When Mycodev founder Brennan Sisk appeared with New Brunswick Premier Brian Gallant to announce the company’s $500,000 funding in March, he knew it was a celebration for more than his company.
The funding announcement by the New Brunswick Innovation Foundation was the latest in a string of events that showed something interesting happening in the province: life sciences companies are stepping into the spotlight.
In the startup world in the past few years, a sentence with the words “New” and “Brunswick” usually included the letters I and T. IT was front and centre, and with good reason. Celebrated exits like Radian6, Q1 Labs and User Events have been great events for the province. But lately there have been companies like Fredericton-based Mycodev to talk about.
“One of the things that Mycodev is offering, for lack of a better word, is an opportunity for bricks and mortar, right here in New Brunswick, to diversify what’s happening here,” said Sisk in an interview.
He’s proud that his company, which is producing medical grade chitosan from fermented fungus, will manufacture locally. The company is working with three medical partners on developing medical products, including bandages that use the properties within chitosan to stanch bleeding.
Of course this is not the only recent win in life sciences in the past few months. NB Biomatrix is a Saint John company using nano-technology to develop a biodegradable, anti-bacterial liquid that can remove heavy metals and other pollutants from waste water. It first got noticed when it won the $15,000 BioInnovation Challenge, a pan-Maritimes bio-sciences competition, last autumn. Then the company bagged $222,250 by placing third in the NBIF Breakthru competition in March.
“The reason we’re seeing more startups on the bio side is we’re seeing more startups in general,” said Meaghan Seagrave, the Executive Director of BioNB, the umbrella organization that supports biosciences in the province. “When you have that push within a culture, innovation is going to happen across the board. The biotech sector is starting to creep up a little bit more now because it takes it longer to get to market.”
Seagrave’s analysis of the segment is broad in both time and space. She notes that 70 percent of New Brunswick land-base is covered with biomass in the form of forest or farmland. And the province has two distinct coastlines offering a range of sea-life.
As a result, the province’s traditional industries have been fishing, farming and forestry. But what Seagraves highlights is that New Brunswick’s research facilities have grown up around these industries. The province boasts 13 research facilities – and that tally doesn’t even include its academic institutions. Most of them support research in these traditional sectors, including how to extract materials from organic material. The result is often a commercial product.
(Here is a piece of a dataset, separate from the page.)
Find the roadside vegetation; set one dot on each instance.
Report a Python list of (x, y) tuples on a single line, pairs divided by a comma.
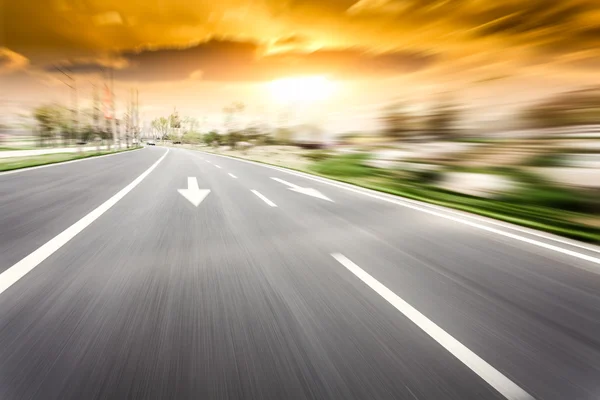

For example, she said, Biomolecules for Life is a Moncton company that grew out of someone wondering whether there were any marketable chemicals in sea urchin guts. (They were thought to be a waste product left over when sea urchins were processed for export markets.) It turns out sea urchin innards are rich in Fucoxanthin, a chemical that helps with appetite suppression and weight reduction. The company is now marketing Ocean Slim, a natural health product containing Fucoxanthin.
As it earns revenue from Ocean Slim, it is working on a higher-value drug that will require the full regulatory process.
Seagrave also cited the example of Sackville-based Soricimed Biopharma, which is commercializing a synthesized compound originally found in shrew venom that can stop growth in cervical, bone and lung cancer cells. It is now moving into Phase II clinical trials, which aim to prove the drug is medically effective.
“I think we are a kind of a hidden gem because we have all the required assets we need in this province,” said Seagrave. “We have an abundance of biomass and we have significant research and development capacity. We also have the human capital. It’s like the biotech sector has kind of like been bubbling below the surface.”
It’s the sort of activity that convinces Sisk the biotech segment in New Brunswick deserves more notice.
“The Bioscience community in New Brunswick is pretty busy, though it doesn’t get a lot of attention,” he said. “What we’re trying to do is bring attention to it. We’re just one of the companies here trying to put bricks and mortar here and create some good high-paying jobs.”